Matt Lane

Personal information
- Born: 5 September 1977 (age 48) Yarmouth, Maine, United States

Sport
- Country: United States
- Event(s): 5,000 meters, Mile, 1,500 meters
- College team: College of William and Mary

Achievements and titles
- Personal best(s): Mile: 3:57.57 5,000 meters: 13:25 10,000 meters: 28:00 Marathon: 2:17:32

= Matt Lane =

American middle-distance runner (born 1977)

Matthew Lane (born September 5, 1977) is an American middle-distance runner. He later ran professionally for Nike. Lane was ranked as high as second in the US at the 3000 meters by the USATF. He placed 4th at the U.S. Olympic Trials in the 5,000 meters in 2000 and 2004.

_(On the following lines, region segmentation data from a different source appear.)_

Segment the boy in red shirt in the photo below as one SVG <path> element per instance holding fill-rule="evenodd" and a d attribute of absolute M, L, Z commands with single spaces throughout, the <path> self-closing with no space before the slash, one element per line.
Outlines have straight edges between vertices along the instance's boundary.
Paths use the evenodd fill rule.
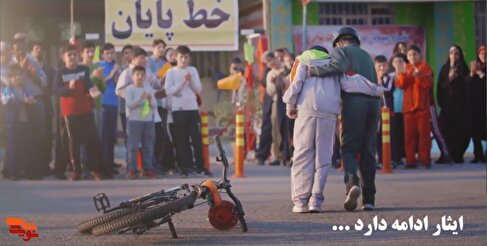
<path fill-rule="evenodd" d="M 73 166 L 72 181 L 81 179 L 80 146 L 86 147 L 88 169 L 95 180 L 101 180 L 101 144 L 96 132 L 93 116 L 92 98 L 100 96 L 100 91 L 93 86 L 90 70 L 78 65 L 76 46 L 63 48 L 64 66 L 60 67 L 55 77 L 55 92 L 60 96 L 61 117 L 66 124 L 69 138 L 69 156 Z"/>
<path fill-rule="evenodd" d="M 421 50 L 411 45 L 407 50 L 409 64 L 395 67 L 396 85 L 404 89 L 404 138 L 406 145 L 406 169 L 416 168 L 416 149 L 423 167 L 431 168 L 430 138 L 430 89 L 433 86 L 433 70 L 421 61 Z"/>

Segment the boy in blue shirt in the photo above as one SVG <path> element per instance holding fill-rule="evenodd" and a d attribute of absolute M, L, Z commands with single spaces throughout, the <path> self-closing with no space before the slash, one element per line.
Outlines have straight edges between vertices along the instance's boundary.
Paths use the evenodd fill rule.
<path fill-rule="evenodd" d="M 103 120 L 101 127 L 101 141 L 103 150 L 103 164 L 107 170 L 115 168 L 113 151 L 116 142 L 118 97 L 115 94 L 120 66 L 115 62 L 115 47 L 111 43 L 103 45 L 103 81 L 105 91 L 102 94 Z M 114 171 L 116 173 L 116 171 Z"/>

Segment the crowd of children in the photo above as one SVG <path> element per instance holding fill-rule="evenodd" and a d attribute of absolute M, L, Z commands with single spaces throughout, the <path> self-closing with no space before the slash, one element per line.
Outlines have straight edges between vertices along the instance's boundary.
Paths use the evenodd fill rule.
<path fill-rule="evenodd" d="M 189 65 L 187 46 L 166 48 L 157 39 L 148 57 L 144 49 L 127 45 L 118 64 L 110 43 L 102 46 L 100 62 L 95 62 L 93 43 L 70 44 L 62 48 L 57 69 L 43 68 L 41 49 L 35 44 L 28 53 L 21 33 L 12 45 L 1 42 L 4 177 L 42 179 L 54 174 L 66 179 L 65 173 L 72 171 L 73 181 L 113 178 L 121 166 L 114 161 L 118 117 L 128 178 L 153 178 L 176 170 L 182 177 L 211 175 L 203 167 L 199 128 L 197 97 L 202 85 L 198 71 Z M 54 158 L 48 144 L 53 132 L 51 124 L 46 126 L 52 121 L 48 111 L 57 112 Z M 52 159 L 54 169 L 49 166 Z"/>

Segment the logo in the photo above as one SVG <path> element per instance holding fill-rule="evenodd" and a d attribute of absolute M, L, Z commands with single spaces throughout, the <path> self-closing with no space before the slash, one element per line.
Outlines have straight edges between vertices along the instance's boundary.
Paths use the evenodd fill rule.
<path fill-rule="evenodd" d="M 39 234 L 36 233 L 37 226 L 32 222 L 27 222 L 19 218 L 5 219 L 5 223 L 10 226 L 9 232 L 11 234 L 17 234 L 22 240 L 28 242 L 31 238 L 39 238 Z"/>

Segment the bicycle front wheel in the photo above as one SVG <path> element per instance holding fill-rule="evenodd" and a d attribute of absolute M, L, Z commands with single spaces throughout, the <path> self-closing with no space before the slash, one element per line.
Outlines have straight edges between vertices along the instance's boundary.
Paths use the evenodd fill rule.
<path fill-rule="evenodd" d="M 196 192 L 192 191 L 188 196 L 178 198 L 172 202 L 164 203 L 144 211 L 129 214 L 127 216 L 109 221 L 96 226 L 91 231 L 94 236 L 101 236 L 115 232 L 129 226 L 151 222 L 160 219 L 170 213 L 177 213 L 188 209 L 196 201 Z"/>

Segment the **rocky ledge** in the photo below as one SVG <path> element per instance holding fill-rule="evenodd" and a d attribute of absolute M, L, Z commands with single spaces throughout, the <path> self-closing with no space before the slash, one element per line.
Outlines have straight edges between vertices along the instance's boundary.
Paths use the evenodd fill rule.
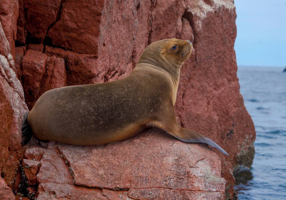
<path fill-rule="evenodd" d="M 22 163 L 21 191 L 37 200 L 225 197 L 216 153 L 158 129 L 106 145 L 46 146 L 27 149 Z"/>
<path fill-rule="evenodd" d="M 54 195 L 56 194 L 56 196 L 65 195 L 66 198 L 72 199 L 74 197 L 71 195 L 66 194 L 72 190 L 78 191 L 76 194 L 78 195 L 82 192 L 86 194 L 84 191 L 88 191 L 86 194 L 96 192 L 100 195 L 103 193 L 108 196 L 115 194 L 120 198 L 127 195 L 129 197 L 128 198 L 136 198 L 134 195 L 138 198 L 146 199 L 147 197 L 140 195 L 145 194 L 144 196 L 147 197 L 148 192 L 151 194 L 150 192 L 156 191 L 158 195 L 156 196 L 159 199 L 172 199 L 168 195 L 179 194 L 182 194 L 182 198 L 215 199 L 199 197 L 220 195 L 223 191 L 222 187 L 221 189 L 217 189 L 219 185 L 215 181 L 211 182 L 214 185 L 209 185 L 208 187 L 203 185 L 204 182 L 202 180 L 204 178 L 208 180 L 214 180 L 208 176 L 211 174 L 207 173 L 207 175 L 198 175 L 199 170 L 216 169 L 214 175 L 220 178 L 220 167 L 219 166 L 221 165 L 218 163 L 219 162 L 218 156 L 222 168 L 222 177 L 227 181 L 226 198 L 233 198 L 234 167 L 241 165 L 250 167 L 254 155 L 253 144 L 255 135 L 253 123 L 239 93 L 236 75 L 237 67 L 233 48 L 236 35 L 236 17 L 233 0 L 1 1 L 1 192 L 6 191 L 7 195 L 11 194 L 11 191 L 3 182 L 4 179 L 14 193 L 25 191 L 27 193 L 25 189 L 28 185 L 29 194 L 34 196 L 38 195 L 38 198 L 50 194 L 50 199 L 56 198 Z M 185 62 L 180 72 L 175 106 L 178 123 L 184 128 L 203 134 L 211 139 L 225 150 L 229 153 L 229 156 L 214 150 L 217 153 L 217 156 L 205 146 L 185 144 L 168 135 L 157 133 L 144 134 L 140 136 L 140 139 L 143 141 L 152 139 L 157 141 L 156 143 L 150 143 L 155 144 L 148 149 L 152 149 L 154 151 L 154 147 L 158 149 L 162 148 L 162 151 L 159 153 L 156 151 L 156 153 L 162 153 L 162 156 L 160 157 L 164 159 L 164 156 L 168 157 L 164 154 L 170 153 L 174 157 L 170 163 L 173 165 L 168 165 L 164 162 L 165 160 L 163 162 L 159 158 L 157 158 L 157 161 L 155 158 L 153 159 L 153 157 L 150 155 L 154 156 L 155 151 L 148 153 L 145 149 L 142 151 L 142 147 L 134 149 L 131 144 L 133 144 L 137 148 L 141 147 L 142 142 L 145 144 L 144 146 L 150 147 L 149 144 L 143 141 L 134 144 L 138 137 L 106 147 L 93 148 L 59 144 L 52 147 L 51 143 L 48 147 L 37 147 L 39 151 L 34 152 L 35 156 L 39 154 L 43 155 L 42 157 L 42 155 L 39 156 L 37 159 L 34 158 L 35 161 L 33 158 L 31 159 L 28 157 L 24 158 L 25 152 L 27 155 L 29 151 L 36 147 L 29 148 L 31 144 L 24 147 L 21 146 L 22 121 L 28 109 L 32 108 L 43 93 L 66 85 L 102 83 L 122 78 L 128 75 L 134 68 L 148 45 L 156 41 L 172 38 L 189 40 L 194 47 L 192 55 Z M 163 136 L 164 140 L 162 140 Z M 161 140 L 160 141 L 158 139 Z M 178 153 L 178 151 L 174 151 L 173 154 L 168 153 L 166 149 L 166 149 L 167 146 L 156 146 L 166 145 L 164 143 L 170 145 L 173 142 L 173 146 L 177 144 L 180 147 L 176 149 L 172 148 L 171 146 L 170 149 L 179 151 L 183 155 L 176 154 Z M 122 159 L 127 159 L 127 157 L 120 157 L 116 154 L 120 153 L 121 149 L 115 150 L 114 147 L 116 145 L 121 147 L 120 145 L 123 144 L 126 146 L 122 147 L 125 149 L 122 151 L 124 152 L 122 153 L 122 156 L 133 159 L 128 160 L 130 162 L 132 160 L 132 166 L 136 167 L 129 166 L 128 168 L 118 167 L 117 169 L 106 167 L 112 165 L 118 166 L 119 163 L 122 163 L 114 155 L 106 160 L 106 158 L 112 155 L 112 153 L 115 153 L 116 156 Z M 100 161 L 105 161 L 104 164 L 96 160 L 97 154 L 101 155 L 100 153 L 108 151 L 107 147 L 114 148 L 112 151 L 110 150 L 108 153 L 101 155 L 100 159 L 98 158 Z M 29 148 L 26 150 L 27 148 Z M 131 153 L 127 151 L 129 149 L 133 149 L 130 151 Z M 53 152 L 51 151 L 52 149 Z M 71 149 L 75 154 L 67 153 Z M 93 154 L 92 157 L 89 157 L 88 152 L 93 151 L 97 151 L 96 154 Z M 44 151 L 45 154 L 42 151 Z M 73 160 L 78 157 L 76 155 L 78 152 L 82 152 L 81 159 Z M 140 156 L 142 152 L 146 155 Z M 196 157 L 194 157 L 193 152 L 195 152 Z M 111 154 L 109 155 L 110 153 Z M 55 168 L 51 163 L 53 163 L 52 161 L 54 162 L 57 159 L 45 159 L 48 158 L 48 155 L 52 156 L 49 155 L 51 155 L 55 158 L 58 158 L 59 155 L 60 157 L 62 155 L 63 159 L 67 160 L 70 166 L 62 165 L 62 171 Z M 185 163 L 180 159 L 180 156 Z M 211 157 L 212 159 L 210 158 Z M 88 162 L 87 159 L 84 159 L 84 162 L 82 160 L 86 157 L 89 158 L 92 162 Z M 199 161 L 204 158 L 204 159 Z M 146 168 L 140 165 L 144 163 L 142 162 L 143 158 L 146 162 Z M 147 162 L 149 159 L 152 162 Z M 115 161 L 118 163 L 118 165 L 112 162 Z M 182 165 L 182 163 L 187 162 L 192 163 L 191 167 L 196 163 L 201 165 L 197 168 L 189 169 L 189 167 L 186 167 L 186 164 Z M 80 163 L 81 167 L 78 166 Z M 89 165 L 84 165 L 85 163 Z M 96 165 L 99 163 L 101 164 L 99 167 Z M 214 163 L 217 164 L 212 164 Z M 99 182 L 94 180 L 101 177 L 92 175 L 94 173 L 90 171 L 93 164 L 96 167 L 93 168 L 94 170 L 102 173 L 104 171 L 106 176 L 109 175 L 109 177 L 103 177 L 103 179 L 110 181 L 110 185 L 103 181 Z M 30 167 L 26 167 L 26 166 Z M 164 168 L 167 166 L 168 168 Z M 39 172 L 37 173 L 39 168 Z M 77 169 L 82 170 L 81 173 L 79 173 L 80 172 Z M 148 171 L 148 169 L 150 171 Z M 111 170 L 109 174 L 109 171 L 104 171 L 108 170 Z M 70 170 L 74 176 L 71 178 L 69 172 Z M 156 171 L 154 171 L 156 170 L 160 173 L 156 173 Z M 63 183 L 62 181 L 56 180 L 56 178 L 61 177 L 55 175 L 59 171 L 62 172 L 62 174 L 65 172 L 64 174 L 66 176 L 64 176 L 65 179 Z M 44 177 L 40 178 L 40 175 L 44 172 L 46 177 L 53 178 L 54 181 L 44 180 Z M 177 173 L 174 173 L 175 172 Z M 186 175 L 183 177 L 174 175 L 184 173 Z M 140 176 L 138 174 L 143 175 Z M 155 178 L 151 179 L 151 174 Z M 168 176 L 170 174 L 174 176 Z M 146 175 L 144 176 L 144 175 Z M 88 175 L 92 178 L 89 179 Z M 108 178 L 113 176 L 119 177 L 118 180 L 125 180 L 127 183 L 118 182 L 118 184 L 120 184 L 114 185 L 114 179 Z M 25 179 L 26 177 L 29 180 L 23 181 L 22 178 L 24 177 Z M 84 178 L 87 179 L 85 181 L 82 180 Z M 69 182 L 67 183 L 67 180 Z M 160 181 L 161 185 L 154 182 L 155 180 Z M 140 181 L 142 181 L 142 184 L 146 183 L 146 185 L 149 185 L 148 187 L 150 188 L 139 186 Z M 28 185 L 24 184 L 25 181 L 29 181 Z M 173 187 L 168 187 L 171 183 L 174 184 L 172 185 Z M 131 185 L 128 186 L 129 184 Z M 181 187 L 176 187 L 176 185 Z M 222 187 L 221 185 L 219 185 Z M 125 190 L 114 190 L 117 187 Z M 212 187 L 219 191 L 211 192 L 210 189 Z M 37 188 L 38 195 L 36 194 Z M 74 189 L 76 188 L 78 189 Z M 54 192 L 51 191 L 53 191 Z M 75 192 L 73 193 L 76 193 Z M 162 194 L 165 196 L 160 196 Z M 2 194 L 0 193 L 0 197 L 4 196 Z M 196 195 L 202 196 L 198 197 Z M 118 196 L 120 195 L 122 196 Z M 155 196 L 152 195 L 152 197 Z M 103 196 L 100 196 L 102 197 Z M 9 199 L 8 197 L 6 198 Z"/>

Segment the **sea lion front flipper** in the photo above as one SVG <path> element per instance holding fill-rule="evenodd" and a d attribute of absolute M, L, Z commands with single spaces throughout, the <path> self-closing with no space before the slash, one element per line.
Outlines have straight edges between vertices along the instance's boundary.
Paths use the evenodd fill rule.
<path fill-rule="evenodd" d="M 217 149 L 223 153 L 229 154 L 217 144 L 209 138 L 198 133 L 180 127 L 178 124 L 174 107 L 172 106 L 158 117 L 155 127 L 165 131 L 170 135 L 186 142 L 205 143 Z"/>

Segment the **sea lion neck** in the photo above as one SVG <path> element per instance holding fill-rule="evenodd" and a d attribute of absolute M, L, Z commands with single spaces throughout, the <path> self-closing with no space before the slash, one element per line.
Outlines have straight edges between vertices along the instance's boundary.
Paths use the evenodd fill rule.
<path fill-rule="evenodd" d="M 180 79 L 180 71 L 182 65 L 172 63 L 161 54 L 159 48 L 150 47 L 148 51 L 144 51 L 135 67 L 151 67 L 166 73 L 171 78 L 174 87 L 177 89 Z M 155 48 L 154 48 L 155 47 Z M 155 48 L 155 49 L 154 49 Z M 147 49 L 147 48 L 146 48 Z"/>

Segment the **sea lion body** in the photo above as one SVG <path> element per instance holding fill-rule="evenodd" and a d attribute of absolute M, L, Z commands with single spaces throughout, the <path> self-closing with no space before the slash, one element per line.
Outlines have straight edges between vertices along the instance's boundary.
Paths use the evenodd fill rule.
<path fill-rule="evenodd" d="M 47 91 L 30 112 L 28 123 L 41 140 L 91 145 L 132 137 L 158 118 L 164 102 L 172 101 L 171 83 L 163 73 L 156 79 L 153 73 L 138 67 L 117 81 Z"/>
<path fill-rule="evenodd" d="M 192 48 L 189 41 L 153 43 L 126 77 L 45 93 L 24 117 L 22 144 L 42 141 L 92 145 L 125 140 L 149 127 L 187 142 L 202 142 L 228 155 L 210 139 L 180 126 L 174 106 L 180 70 Z"/>

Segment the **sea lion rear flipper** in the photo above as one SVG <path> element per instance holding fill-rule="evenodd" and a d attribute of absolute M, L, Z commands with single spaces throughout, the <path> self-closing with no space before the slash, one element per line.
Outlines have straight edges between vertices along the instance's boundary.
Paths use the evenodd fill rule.
<path fill-rule="evenodd" d="M 29 111 L 27 112 L 25 115 L 23 120 L 23 123 L 22 125 L 22 145 L 24 146 L 29 142 L 33 135 L 33 132 L 32 128 L 28 123 L 28 115 Z"/>
<path fill-rule="evenodd" d="M 229 155 L 225 151 L 209 138 L 198 133 L 182 128 L 178 125 L 176 119 L 174 107 L 169 107 L 165 113 L 158 116 L 155 127 L 162 129 L 177 138 L 186 142 L 205 143 L 217 149 L 223 153 Z"/>
<path fill-rule="evenodd" d="M 229 154 L 211 139 L 198 133 L 188 129 L 181 128 L 180 136 L 177 135 L 176 137 L 180 140 L 186 142 L 201 142 L 207 144 L 211 147 L 217 149 L 223 153 L 229 155 Z M 176 136 L 175 136 L 176 137 Z"/>

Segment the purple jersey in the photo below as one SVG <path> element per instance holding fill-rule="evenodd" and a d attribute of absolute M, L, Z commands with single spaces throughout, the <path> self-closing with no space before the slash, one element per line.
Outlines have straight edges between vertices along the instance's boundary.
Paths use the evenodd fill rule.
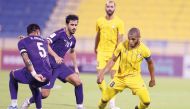
<path fill-rule="evenodd" d="M 20 53 L 27 52 L 34 69 L 46 78 L 51 77 L 51 66 L 48 58 L 47 40 L 38 36 L 28 36 L 18 43 Z"/>
<path fill-rule="evenodd" d="M 64 57 L 66 52 L 70 48 L 74 48 L 76 44 L 75 37 L 73 35 L 68 37 L 64 29 L 54 32 L 47 39 L 51 42 L 51 48 L 53 51 L 60 57 Z M 56 64 L 54 57 L 49 55 L 49 58 L 52 67 L 57 67 L 58 64 Z"/>

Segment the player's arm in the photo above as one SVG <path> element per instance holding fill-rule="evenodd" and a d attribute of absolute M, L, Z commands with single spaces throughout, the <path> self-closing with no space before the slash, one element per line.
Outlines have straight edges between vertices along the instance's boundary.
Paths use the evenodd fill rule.
<path fill-rule="evenodd" d="M 124 34 L 125 34 L 124 22 L 120 21 L 118 26 L 117 45 L 123 41 Z"/>
<path fill-rule="evenodd" d="M 151 57 L 145 58 L 146 62 L 148 64 L 148 70 L 150 72 L 150 82 L 149 82 L 149 87 L 153 87 L 155 83 L 155 75 L 154 75 L 154 63 Z"/>
<path fill-rule="evenodd" d="M 28 57 L 28 54 L 27 52 L 22 52 L 21 53 L 21 56 L 23 58 L 23 61 L 25 63 L 25 66 L 26 68 L 28 69 L 28 71 L 32 74 L 32 76 L 40 81 L 40 82 L 44 82 L 46 80 L 46 78 L 44 78 L 41 74 L 37 74 L 33 65 L 32 65 L 32 62 L 30 61 L 29 57 Z"/>
<path fill-rule="evenodd" d="M 123 41 L 123 34 L 118 34 L 118 37 L 117 37 L 117 45 L 119 44 L 119 43 L 121 43 L 122 41 Z"/>
<path fill-rule="evenodd" d="M 78 65 L 77 65 L 77 58 L 76 58 L 76 52 L 74 48 L 70 49 L 70 57 L 73 62 L 73 66 L 75 69 L 75 72 L 79 74 Z"/>
<path fill-rule="evenodd" d="M 110 70 L 114 66 L 115 62 L 117 61 L 117 58 L 118 57 L 116 57 L 115 55 L 113 55 L 112 58 L 108 61 L 108 63 L 104 67 L 104 69 L 100 71 L 100 73 L 98 74 L 98 79 L 97 79 L 97 83 L 98 84 L 100 84 L 104 80 L 104 75 L 107 72 L 110 72 Z"/>
<path fill-rule="evenodd" d="M 97 53 L 98 44 L 100 42 L 100 31 L 96 33 L 94 52 Z"/>
<path fill-rule="evenodd" d="M 61 64 L 63 63 L 63 58 L 59 57 L 54 51 L 53 49 L 51 48 L 51 41 L 48 40 L 48 53 L 54 57 L 55 61 L 57 64 Z"/>

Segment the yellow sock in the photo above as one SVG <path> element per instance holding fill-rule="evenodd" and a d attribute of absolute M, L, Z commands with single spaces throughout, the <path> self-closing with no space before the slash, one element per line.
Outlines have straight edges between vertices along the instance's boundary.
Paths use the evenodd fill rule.
<path fill-rule="evenodd" d="M 102 100 L 100 100 L 99 104 L 98 104 L 98 109 L 105 109 L 107 103 L 103 103 Z"/>
<path fill-rule="evenodd" d="M 146 109 L 148 106 L 144 105 L 142 102 L 139 103 L 138 109 Z"/>
<path fill-rule="evenodd" d="M 98 86 L 99 86 L 101 92 L 103 93 L 103 91 L 106 90 L 106 82 L 105 82 L 105 80 L 103 80 L 101 84 L 98 84 Z"/>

Lane is a graduate of the class of 1996 of Yarmouth High School in Yarmouth, Maine. There, he not only set the state record in cross country at the Augusta course (running 15:40 for 5K).

He appeared in the film 5000 Meters, about the 2004 Team for the Athens Olympic games, and was featured in a New York Times article.

Lane lives in Hopkinton, New Hampshire, with his wife, Erin Sullivan, and their three kids. Erin was an All-American at Stanford University and a twice Foot Locker Cross-Country Champion. Erin and Matt help coach cross country and indoor track at Yarmouth High School before becoming an attorney and professor at University of New Hampshire.

In 2014, Lane was inducted into the Maine Running Hall of Fame.